Letty shook her head. She ran her tongue over her lips, revealing a nervousness that surprised Sammi.
“All right,” Dante said, as he made his way over to the table and began to spread clean towels over it. “You can leave your shirt and panties on. Lie on your stomach on the table, and we’ll get started. Let me just get the design. I left it up front.”
The tattooist hurried out, and the girls all exhaled as if they’d been holding one enormous breath. They smiled, a bit uncertainly, but then Letty slipped out of her skirt. She climbed onto the table and lay down on her stomach, as though she expected Dante to give her a massage.
“You know, we didn’t even ask how much,” Letty said.
As she spoke, Dante reentered the room with the design in one hand. “It’s all one color, and the design isn’t very complex. Unless one of you wants it really big, I’ll charge you seventy-five apiece. Call it a group rate.”
None of them replied. They had agreed to bring a hundred bucks apiece, not sure what the cost would be. Sammi thought of the things she could do with seventy-five dollars.
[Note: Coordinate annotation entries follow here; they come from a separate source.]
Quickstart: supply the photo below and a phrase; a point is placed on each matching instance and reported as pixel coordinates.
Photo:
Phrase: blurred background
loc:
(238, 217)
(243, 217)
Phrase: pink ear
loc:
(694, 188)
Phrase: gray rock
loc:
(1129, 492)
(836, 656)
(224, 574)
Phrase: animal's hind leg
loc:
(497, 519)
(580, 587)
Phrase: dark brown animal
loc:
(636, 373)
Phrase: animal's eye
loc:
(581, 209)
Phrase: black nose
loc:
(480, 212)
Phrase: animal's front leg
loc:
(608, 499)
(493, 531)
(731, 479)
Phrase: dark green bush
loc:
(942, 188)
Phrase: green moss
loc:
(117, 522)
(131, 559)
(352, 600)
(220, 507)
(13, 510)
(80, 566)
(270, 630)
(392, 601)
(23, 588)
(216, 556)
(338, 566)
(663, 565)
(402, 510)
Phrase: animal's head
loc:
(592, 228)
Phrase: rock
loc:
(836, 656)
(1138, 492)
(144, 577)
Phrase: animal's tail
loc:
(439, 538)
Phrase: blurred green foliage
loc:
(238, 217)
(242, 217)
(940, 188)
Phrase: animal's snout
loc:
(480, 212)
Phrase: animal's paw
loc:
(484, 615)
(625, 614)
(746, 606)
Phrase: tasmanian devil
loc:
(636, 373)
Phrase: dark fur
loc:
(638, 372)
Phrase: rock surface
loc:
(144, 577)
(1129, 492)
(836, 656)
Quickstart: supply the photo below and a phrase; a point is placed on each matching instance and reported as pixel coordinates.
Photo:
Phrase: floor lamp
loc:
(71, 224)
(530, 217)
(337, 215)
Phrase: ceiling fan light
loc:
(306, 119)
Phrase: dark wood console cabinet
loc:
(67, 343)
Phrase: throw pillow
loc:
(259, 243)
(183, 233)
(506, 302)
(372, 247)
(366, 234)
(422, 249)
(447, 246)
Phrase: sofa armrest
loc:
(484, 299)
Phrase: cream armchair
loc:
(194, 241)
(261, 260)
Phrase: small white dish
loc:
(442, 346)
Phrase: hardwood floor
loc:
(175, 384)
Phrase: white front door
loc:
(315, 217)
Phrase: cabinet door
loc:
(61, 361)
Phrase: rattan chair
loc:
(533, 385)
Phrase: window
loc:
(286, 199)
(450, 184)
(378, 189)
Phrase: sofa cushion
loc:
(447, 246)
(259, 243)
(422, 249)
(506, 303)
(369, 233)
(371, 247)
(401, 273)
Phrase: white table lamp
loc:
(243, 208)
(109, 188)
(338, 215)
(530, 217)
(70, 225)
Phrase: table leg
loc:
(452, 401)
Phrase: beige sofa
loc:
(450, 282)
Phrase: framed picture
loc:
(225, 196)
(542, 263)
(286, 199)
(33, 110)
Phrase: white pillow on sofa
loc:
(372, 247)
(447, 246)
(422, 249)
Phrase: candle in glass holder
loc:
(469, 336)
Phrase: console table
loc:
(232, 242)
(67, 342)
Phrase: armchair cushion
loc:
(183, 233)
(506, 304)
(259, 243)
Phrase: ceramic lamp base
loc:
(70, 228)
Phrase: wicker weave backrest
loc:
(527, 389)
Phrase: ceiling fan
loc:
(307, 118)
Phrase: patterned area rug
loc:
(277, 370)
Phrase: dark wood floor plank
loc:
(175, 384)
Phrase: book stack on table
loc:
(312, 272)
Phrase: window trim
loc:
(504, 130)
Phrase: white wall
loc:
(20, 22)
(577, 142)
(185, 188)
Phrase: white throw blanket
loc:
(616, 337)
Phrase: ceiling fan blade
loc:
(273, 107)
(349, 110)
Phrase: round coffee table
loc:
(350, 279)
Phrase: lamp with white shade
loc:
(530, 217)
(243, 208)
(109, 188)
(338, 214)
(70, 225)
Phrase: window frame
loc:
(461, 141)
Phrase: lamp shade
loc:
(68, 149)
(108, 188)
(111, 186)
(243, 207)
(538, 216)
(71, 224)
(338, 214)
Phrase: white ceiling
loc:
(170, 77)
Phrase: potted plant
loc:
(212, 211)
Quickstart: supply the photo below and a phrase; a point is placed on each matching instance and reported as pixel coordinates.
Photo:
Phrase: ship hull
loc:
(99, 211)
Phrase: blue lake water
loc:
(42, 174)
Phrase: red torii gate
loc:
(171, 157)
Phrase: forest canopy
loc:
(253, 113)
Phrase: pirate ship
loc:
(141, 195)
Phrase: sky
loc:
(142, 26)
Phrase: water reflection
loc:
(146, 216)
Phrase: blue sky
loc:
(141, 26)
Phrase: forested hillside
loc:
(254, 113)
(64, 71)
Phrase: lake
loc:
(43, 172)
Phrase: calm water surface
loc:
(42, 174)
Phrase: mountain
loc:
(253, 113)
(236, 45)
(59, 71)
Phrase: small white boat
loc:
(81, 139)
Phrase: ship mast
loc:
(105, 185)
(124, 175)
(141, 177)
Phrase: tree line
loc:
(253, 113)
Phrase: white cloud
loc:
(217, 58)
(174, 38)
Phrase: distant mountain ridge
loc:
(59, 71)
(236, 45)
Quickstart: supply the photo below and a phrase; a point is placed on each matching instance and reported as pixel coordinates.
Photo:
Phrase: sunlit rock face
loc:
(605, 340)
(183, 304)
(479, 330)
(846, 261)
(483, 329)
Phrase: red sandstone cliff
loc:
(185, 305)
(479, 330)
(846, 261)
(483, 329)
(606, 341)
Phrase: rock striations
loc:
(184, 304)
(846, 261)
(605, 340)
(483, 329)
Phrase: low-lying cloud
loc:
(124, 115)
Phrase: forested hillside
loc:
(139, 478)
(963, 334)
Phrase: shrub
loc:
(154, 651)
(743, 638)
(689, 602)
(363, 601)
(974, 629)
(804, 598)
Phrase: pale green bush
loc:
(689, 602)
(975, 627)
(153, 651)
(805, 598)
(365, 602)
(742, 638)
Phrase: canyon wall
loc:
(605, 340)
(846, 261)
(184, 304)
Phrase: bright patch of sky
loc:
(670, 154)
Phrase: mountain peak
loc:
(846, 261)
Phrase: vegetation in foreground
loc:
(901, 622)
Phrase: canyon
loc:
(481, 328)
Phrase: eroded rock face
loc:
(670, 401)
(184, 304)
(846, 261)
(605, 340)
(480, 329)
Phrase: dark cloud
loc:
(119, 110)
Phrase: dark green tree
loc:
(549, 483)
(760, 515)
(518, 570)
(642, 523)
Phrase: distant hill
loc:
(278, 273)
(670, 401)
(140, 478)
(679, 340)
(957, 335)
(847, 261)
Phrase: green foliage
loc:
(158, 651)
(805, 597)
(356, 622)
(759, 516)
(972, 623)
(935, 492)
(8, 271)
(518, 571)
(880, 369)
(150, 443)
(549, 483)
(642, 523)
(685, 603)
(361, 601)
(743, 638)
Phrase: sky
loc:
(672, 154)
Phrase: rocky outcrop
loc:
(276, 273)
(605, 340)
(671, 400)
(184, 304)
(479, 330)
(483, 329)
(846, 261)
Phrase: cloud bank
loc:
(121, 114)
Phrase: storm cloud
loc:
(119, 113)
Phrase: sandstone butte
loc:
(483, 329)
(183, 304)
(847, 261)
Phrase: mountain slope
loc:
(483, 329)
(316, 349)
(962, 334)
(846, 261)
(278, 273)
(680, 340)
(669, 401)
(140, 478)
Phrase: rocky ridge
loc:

Dante folded Letty’s shirt up to just below her bra strap, then slid down her panties a few inches to prepare the space for her tattoo.
“In some
tribal cultures, tattoos used to be hand carved,” Dante said as he went to the sink and washed his hands with water so hot it steamed, even with the warmth in the room. “They would cut the design in, then rub pigments or dyes, sometimes ashes, into the wounds. Some people still do it that way, believe it or not. Barbaric, I think. I’m an artist. I prefer not to use my art to serve some bizarre fetish. Cutting flesh is for surgeons.”
He pulled on a pair of latex gloves. “No latex allergies? Good.”
At Letty’s side, he squirted a brownish liquid onto her lower back and then began to spread it with his fingers, rubbing it in, covering the entire area. “This is a combination of disinfectant and topical anesthetic. It helps dull the pain.”
At the mention of pain, all the girls seemed to pause. Letty, however, seemed perfectly comfortable.
“In Japan, they sometimes use sharpened bamboo needles and create the tattoos by hand, moving slowly, inserting one needle at a time. I respect the discipline of irezumi, but I’m not that patient.” He smiled. “Also, I don’t believe art has to ignore technology. With the machine, the needles puncture the skin a hundred times a second or so.”
Sammi arched her eyebrows. “And, oddly enough, that doesn’t comfort me.”
Dante nodded. “I see you’re nervous. You don’t need to be. It stings, sure, but I promise that you have been hurt more than I will hurt you tonight.”
Having once tripped over a board studded with bent and half-rusted nails, Sammi still didn’t feel reassured.
“Can we stop talking about the pain and the needles?” Letty called out from the table. “I’m trying to stay in my happy place here, and you’re all making it very difficult.”
Dante went to a small silver machine and flicked a switch. It hummed almost like a microwave, and when he turned it off and opened the door, steam billowed out.
“Every one I use will be sterile,” he said. “Even so, you’ll have to care for the tattoos properly afterward, to avoid infection.”